Judas and the Black Messiah Actually Does Fred Hampton Justice

Leftists have been burned so many times by Hollywood depictions of radicals. So it’s a welcome surprise when, once in a blue moon, mainstream filmmakers actually do the history of American radicals justice, as in the new film on Fred Hampton and the Black Panthers, Judas and the Black Messiah.

Daniel Kaluuya as Fred Hampton in Judas and the Black Messiah. (Photo courtesy Warner Brothers)


On December 4, 1969, the Chicago Police burst into the apartment of Black Panther Fred Hampton. Equipped with machine guns, rifles, shotguns, and handguns, the police not only fired first but discharged upward of ninety shots. The Panthers, according to the findings of a grand jury, fired at most a single shot.
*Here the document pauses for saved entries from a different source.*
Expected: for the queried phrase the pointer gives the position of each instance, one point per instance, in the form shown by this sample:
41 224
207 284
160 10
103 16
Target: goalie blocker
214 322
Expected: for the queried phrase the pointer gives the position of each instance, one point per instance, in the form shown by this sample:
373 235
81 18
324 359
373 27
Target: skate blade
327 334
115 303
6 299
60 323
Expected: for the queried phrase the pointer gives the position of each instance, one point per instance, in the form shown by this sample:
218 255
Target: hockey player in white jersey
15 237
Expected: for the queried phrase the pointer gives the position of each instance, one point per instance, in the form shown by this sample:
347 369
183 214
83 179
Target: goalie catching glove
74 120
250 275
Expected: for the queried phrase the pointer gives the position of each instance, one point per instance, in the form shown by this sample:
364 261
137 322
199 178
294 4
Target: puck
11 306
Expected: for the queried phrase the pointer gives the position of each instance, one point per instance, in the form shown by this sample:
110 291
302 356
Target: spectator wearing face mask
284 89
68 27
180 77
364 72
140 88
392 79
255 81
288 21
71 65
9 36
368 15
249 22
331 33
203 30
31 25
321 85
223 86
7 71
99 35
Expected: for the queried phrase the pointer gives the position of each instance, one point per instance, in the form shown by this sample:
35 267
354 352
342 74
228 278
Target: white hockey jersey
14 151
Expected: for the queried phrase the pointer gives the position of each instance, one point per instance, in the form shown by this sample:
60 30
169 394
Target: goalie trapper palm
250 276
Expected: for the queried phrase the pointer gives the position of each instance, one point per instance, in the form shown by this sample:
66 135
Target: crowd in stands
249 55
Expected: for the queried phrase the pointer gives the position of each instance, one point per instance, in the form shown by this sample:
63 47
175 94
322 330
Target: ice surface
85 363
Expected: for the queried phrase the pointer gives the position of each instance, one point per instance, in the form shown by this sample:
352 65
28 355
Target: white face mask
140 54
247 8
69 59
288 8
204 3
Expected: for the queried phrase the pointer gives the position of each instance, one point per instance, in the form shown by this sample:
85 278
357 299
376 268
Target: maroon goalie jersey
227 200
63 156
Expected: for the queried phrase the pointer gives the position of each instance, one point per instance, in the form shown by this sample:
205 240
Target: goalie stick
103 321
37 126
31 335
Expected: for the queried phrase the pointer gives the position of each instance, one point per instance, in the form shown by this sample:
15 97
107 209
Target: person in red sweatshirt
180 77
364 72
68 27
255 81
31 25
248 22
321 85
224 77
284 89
The violent raid took the lives of Hampton and Mark Clark. Hampton was murdered while he lay asleep in bed, likely drugged by FBI informant William O’Neal. After police removed Hampton’s pregnant fiancée, Akua Njeri, from the bedroom, she could hear an officer asking if he was still alive. She says two gunshots were then fired, and then another officer said, “He’s good and dead now.”
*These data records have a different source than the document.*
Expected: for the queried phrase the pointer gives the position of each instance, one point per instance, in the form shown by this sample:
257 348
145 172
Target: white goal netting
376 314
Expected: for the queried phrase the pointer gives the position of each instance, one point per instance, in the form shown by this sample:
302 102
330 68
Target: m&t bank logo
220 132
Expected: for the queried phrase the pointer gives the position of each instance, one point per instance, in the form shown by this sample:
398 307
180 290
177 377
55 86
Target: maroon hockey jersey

Hampton’s and Clark’s murders were directly the work of the Chicago Police and Cook County state’s attorney Edward Hanrahan. But a landmark Senate investigation into the misconduct of US intelligence agencies and a protracted wrongful death suit uncovered that the police raid was part of a secret FBI domestic intelligence operation to neutralize political movements that challenged “the existing political and social order.”